Since exemptions can only be paid out of the unencumbered portions of an asset, whether or not there is equity in the property will have a decided impact upon whether a debtor will receive anything on account of the claimed exemption.
The value of the crop in which debtors claimed an exemption is determined by its sale price after harvest — $56,438.56. Cf. 11 U.S.C. § 506(a) (value of a lien upon property determined in light of proposed disposition or use of property and in conjunction with any hearing on such disposition or use). This price is apparently more than sufficient to fully pay the estate's post-petition costs of production, the amounts due the lienholder, debtors' $5,950.00 exemption, and leave money to spare. The fact that the crop appreciated in value after the date of the petition does not operate to increase debtors' exemption beyond that which was originally claimed. Cf. Dewsnup v. Timm, 502 U.S. 410, ___, 112 S.Ct. 773, 778, 116 L.Ed.2d 903 (1993) (increase in value accrues to the benefit of the creditor, not the debtor).
The court rejects debtors' argument that they are entitled to 41% of the value of the entire crop because that is the way they described the property in which the exemption was claimed. Since debtors control the information placed on their bankruptcy schedules, any ambiguities must be construed against them. Hyman, 967 F.2d at 1319-20 n. 6; Addison v. Reavis, 158 B.R. 53, 59-60 (D.E.D.Va. 1993). See also In re Zimmer, 154 B.R. 705 (Bankr.S.D.Ohio 1993). By focusing on the description of the property in which the exemption was claimed, without any consideration for the value of the claimed exemption, debtors attempt to create an ambiguity with regard to just what it was they claimed as exempt — 41% of the crop or $5,950.00. They then proceed to resolve this ambiguity in their favor, rather than against them as the law requires.
A claimed exemption must be read in its entirety. This includes not only the description of the property in which the exemption was claimed but also the value the debtor placed upon the claimed exemption.

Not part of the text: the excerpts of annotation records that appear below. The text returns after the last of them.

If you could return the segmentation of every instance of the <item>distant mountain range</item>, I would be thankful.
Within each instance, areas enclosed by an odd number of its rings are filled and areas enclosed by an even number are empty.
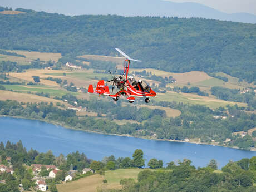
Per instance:
[[[68,15],[117,14],[124,16],[203,17],[256,23],[256,16],[246,13],[227,14],[195,3],[163,0],[2,0],[0,6],[24,8]]]

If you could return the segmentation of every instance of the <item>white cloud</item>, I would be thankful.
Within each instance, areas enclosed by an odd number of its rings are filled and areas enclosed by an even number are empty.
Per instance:
[[[195,2],[227,13],[245,12],[256,14],[256,0],[164,0],[173,2]]]

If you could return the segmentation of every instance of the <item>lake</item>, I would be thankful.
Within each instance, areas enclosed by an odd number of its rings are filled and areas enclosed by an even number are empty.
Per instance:
[[[36,120],[11,117],[0,118],[0,141],[17,142],[21,140],[27,150],[49,150],[55,155],[78,151],[87,157],[102,160],[106,156],[130,157],[137,149],[142,150],[146,164],[151,158],[161,160],[165,166],[171,161],[189,159],[196,168],[205,166],[214,159],[219,168],[229,160],[256,156],[256,152],[206,145],[150,140],[140,138],[104,135],[68,129],[59,125]]]

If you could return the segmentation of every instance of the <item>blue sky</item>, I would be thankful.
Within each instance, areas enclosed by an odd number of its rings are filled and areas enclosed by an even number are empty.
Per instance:
[[[173,2],[195,2],[226,13],[244,12],[256,15],[256,0],[165,0]]]

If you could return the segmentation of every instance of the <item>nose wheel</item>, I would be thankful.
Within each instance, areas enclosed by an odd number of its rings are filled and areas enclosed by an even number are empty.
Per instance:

The description of the property serves only to identify the asset in which an exemption has been claimed. The extent of that exemption is determined by the value claimed exempt which the debtor placed in its schedule of exemptions. Thus, the Ninth Circuit did not allow the debtor in Hyman to exempt the entire value of its residence, by describing the exempt property as "homestead" when the value placed upon that exemption was only $45,000.00. Hyman, 967 F.2d at 1319. Similarly, the debtors in Addison were not allowed to enlarge their claimed exemption, beyond the dollar value placed upon it in their schedule of exemptions, based upon the way they had described and valued the asset in their schedules. Addison, 158 B.R. at 59-60.
The court concludes that the amount of a claimed exemption is controlled by the value the debtor ascribes to it in the schedule of exemptions, which in this instance was $5,950.00. That value is not enlarged because of the way in which the debtor happens to describe the property in which the exemption has been claimed.
For all of the foregoing reasons, debtors are entitled to an exemption in the proceeds of the 1989 crops in the amount $5,950.00. An appropriate order will be entered.